In conclusion, schoolhouse policies should reflect all-time practices informed by scientific research, and and so nosotros recommend greater reliance on evidence-based practices and rejection of disciplinary practices that are known to be ineffective. Considering bullying behavior is then widespread and and then varied in form and severity, reliance on criminal sanctions would be ill advised. A strategy that combines teaching, school-based interventions and policy reform leading to cultural change would seem well-nigh appropriate. Nosotros urge policymakers and legislators to affirm that public educational activity is a correct for all students and to recognize that bullying is an impediment to that right.
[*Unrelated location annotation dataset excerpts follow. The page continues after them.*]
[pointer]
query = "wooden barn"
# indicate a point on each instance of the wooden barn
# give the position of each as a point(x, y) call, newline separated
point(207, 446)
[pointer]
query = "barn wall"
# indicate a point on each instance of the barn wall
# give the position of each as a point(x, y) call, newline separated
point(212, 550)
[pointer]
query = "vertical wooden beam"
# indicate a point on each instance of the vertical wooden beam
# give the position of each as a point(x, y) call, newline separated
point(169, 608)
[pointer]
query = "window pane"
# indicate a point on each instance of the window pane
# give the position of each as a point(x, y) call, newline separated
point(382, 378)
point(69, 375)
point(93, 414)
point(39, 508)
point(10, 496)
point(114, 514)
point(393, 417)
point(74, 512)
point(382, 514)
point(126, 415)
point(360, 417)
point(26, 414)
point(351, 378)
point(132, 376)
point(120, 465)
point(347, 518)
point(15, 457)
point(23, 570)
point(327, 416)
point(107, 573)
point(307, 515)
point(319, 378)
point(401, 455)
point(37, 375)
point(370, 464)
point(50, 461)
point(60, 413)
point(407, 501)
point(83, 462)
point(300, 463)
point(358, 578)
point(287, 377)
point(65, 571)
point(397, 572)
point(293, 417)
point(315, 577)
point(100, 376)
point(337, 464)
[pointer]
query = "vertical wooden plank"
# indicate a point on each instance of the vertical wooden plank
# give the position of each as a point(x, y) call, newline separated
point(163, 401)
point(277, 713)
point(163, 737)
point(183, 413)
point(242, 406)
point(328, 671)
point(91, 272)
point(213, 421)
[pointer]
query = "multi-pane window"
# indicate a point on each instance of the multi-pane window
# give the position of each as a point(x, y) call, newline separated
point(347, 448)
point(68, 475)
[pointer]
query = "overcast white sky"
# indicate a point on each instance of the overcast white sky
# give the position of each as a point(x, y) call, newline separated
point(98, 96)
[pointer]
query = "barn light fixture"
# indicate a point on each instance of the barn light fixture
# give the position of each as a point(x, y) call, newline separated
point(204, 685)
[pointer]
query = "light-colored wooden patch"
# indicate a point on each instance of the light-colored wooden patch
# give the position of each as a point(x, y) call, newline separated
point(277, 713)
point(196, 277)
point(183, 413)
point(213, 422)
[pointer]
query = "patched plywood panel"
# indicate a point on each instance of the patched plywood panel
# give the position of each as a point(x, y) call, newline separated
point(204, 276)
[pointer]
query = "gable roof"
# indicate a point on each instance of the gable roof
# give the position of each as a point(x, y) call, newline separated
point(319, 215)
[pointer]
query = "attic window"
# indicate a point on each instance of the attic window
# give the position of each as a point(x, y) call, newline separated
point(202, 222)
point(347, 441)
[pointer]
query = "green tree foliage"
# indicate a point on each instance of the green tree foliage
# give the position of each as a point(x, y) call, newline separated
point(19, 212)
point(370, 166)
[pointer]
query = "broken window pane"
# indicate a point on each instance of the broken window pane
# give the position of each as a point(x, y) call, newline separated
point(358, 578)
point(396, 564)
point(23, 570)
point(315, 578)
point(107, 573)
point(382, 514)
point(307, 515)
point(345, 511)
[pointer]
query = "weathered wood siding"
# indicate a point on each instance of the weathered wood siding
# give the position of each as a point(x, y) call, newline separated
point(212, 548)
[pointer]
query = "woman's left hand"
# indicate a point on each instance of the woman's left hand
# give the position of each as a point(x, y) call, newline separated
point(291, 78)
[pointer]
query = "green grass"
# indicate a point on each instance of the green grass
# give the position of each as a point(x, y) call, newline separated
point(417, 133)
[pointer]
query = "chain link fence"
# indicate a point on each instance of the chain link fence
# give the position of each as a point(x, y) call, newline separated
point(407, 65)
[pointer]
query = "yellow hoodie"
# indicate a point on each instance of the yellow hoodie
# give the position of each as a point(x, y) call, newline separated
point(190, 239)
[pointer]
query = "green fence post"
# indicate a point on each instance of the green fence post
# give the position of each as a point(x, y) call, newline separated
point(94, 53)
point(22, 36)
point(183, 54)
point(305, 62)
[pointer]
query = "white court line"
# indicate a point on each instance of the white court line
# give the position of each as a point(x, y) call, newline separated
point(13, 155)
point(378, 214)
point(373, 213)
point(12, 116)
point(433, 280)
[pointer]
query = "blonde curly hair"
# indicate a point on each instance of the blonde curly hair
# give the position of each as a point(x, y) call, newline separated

Dewey G. Cornell, PhD, is a forensic clinical psychologist and Bunker Professor of Education in the Curry School of Education at the University of Virginia. Susan P. Limber, PhD, is a developmental psychologist and Dan Olweus Professor in the Department of Youth, Family, and Community Studies at Clemson Academy.
This article is condensed from Cornell, D., & Limber, S. P. (2015). Law and policy on the concept of bullying at school. American Psychologist, 70(4), 333–343. To read the total commodity and see all citations, become to Law and Policy on the Concept of Bullying at School (PDF, 126KB).